F. Lévy illustre en quoi cette utilisation métaphorique a pu être intéressante pour S. Freud, pour penser et faire comprendre ses conceptions du fonctionnement psychique, en détaillant l’intérêt du mot travail pour parler de la cure analytique. La pression exercée sur le front du patient dans la préhistoire analytique peut être décrite comme un travail fourni par le médecin, qui « s’emploie à appuyer contre — pour ne pas dire qu’il pousse — quelque chose qui, ipso facto, sera supposé “résister” ». Le passage à la libre association des pensées « implique une nouvelle répartition du travail entre soignant et soigné : c’est ce dernier qui devra fournir le quantum d’énergie nécessaire à produire l’équivalent d’une pression sur le front ». L’analyse s’oppose ainsi à l’hypnose, où « seul le médecin se fatigue », par « la quote-part de travail qui incombe à l’analysé ». « L’association des pensées apparaît donc (...) comme un authentique travail dont le thérapeute se décharge sur le patient ».248

La richesse des représentations métaphoriques permises par le travail est également clairement repérable dans la description du processus de deuil, tant dans ses échecs que dans ses réussites. Rappelons pour exemple les expressions de J. Guillaumin dans L’Objet (1996) : « deuils bloqués ou inachevés » ; « reprise des malfaçons des deuils récents ou anciens » grâce au processus transférentiel de la cure. Le choix du mot travail pour parler du deuil marque en fait ce processus du sceau de l’activité et du mouvement. Il permet de bien faire comprendre que le deuil fait passer d’une perte subie, c’est-à-dire d’une position de passivité maximale à « une reprise active dans la vie psychique qui vient faire pièce à l’insupportable de cette passivité ».249 Comme le souligne F. Lévy, le terme travail est donc très parlant pour évoquer les différentes formes de liaison propre à l’appareil psychique, deuil, ou tout autre processus psychique tentant de manière plus ou moins élaborée, réussie ou pathologique, de donner un sens à la rencontre du sujet et de ses désirs avec son environnement.

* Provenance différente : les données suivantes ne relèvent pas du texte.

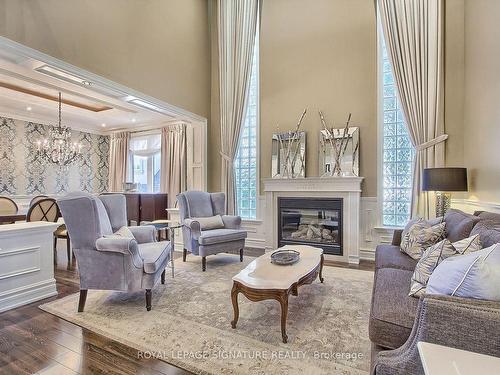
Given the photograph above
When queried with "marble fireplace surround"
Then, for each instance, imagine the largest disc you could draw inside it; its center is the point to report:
(348, 188)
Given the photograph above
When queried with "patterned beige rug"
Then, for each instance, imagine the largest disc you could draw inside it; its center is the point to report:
(189, 325)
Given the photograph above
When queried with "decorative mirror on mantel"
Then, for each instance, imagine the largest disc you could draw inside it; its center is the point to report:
(289, 154)
(339, 152)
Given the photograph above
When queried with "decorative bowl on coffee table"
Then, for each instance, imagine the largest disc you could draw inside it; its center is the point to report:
(285, 257)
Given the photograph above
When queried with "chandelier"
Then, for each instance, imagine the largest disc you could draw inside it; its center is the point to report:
(58, 148)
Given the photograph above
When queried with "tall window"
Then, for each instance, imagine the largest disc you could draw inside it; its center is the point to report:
(397, 152)
(145, 156)
(245, 164)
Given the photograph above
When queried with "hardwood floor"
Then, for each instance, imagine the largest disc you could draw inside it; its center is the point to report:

Il facilite la compréhension de ces modalités d’élaboration psychique en les décrivant comme ce qui permet de faire face aux événements extérieurs, de se les approprier sans être débordé, de maîtriser la situation plutôt que de la subir, en un mot de gérer le traumatisme.250

Le temps nécessaire aux différents processus témoigne de l’ampleur et de la difficulté de la tâche : la symbolisation n’est pas un travail facile, elle nécessite une nouvelle remise sur le métier pour une meilleure subjectivation. La construction d’un Moi unifié suppose de multiples reprises dans l’après-coup de ce qui a d’abord résisté à la mise en lien et qui constitue les points de blessure et de fragilité de notre psychisme.

Notes
242.

F. Lévy, La notion de travail chez Freud à l’endroit de la civilisation et de la cure analytique (Kulturarbeit et Durcharbeiten), p 461.

243.

Ibidem, p 459.

244.

Ibidem, p 470.

245.

P. Aulagnier, Condamné à investir, p 309.

246.

Ibidem, p 312.

247.

Ibidem, p 310.

248.

F. Lévy, op. cit., p 474.

249.

M. Hanus, op. cit., p 20.

250.

Le lecteur aura noté l’usage répété des verbes d’actions en lien avec la métaphore du travail.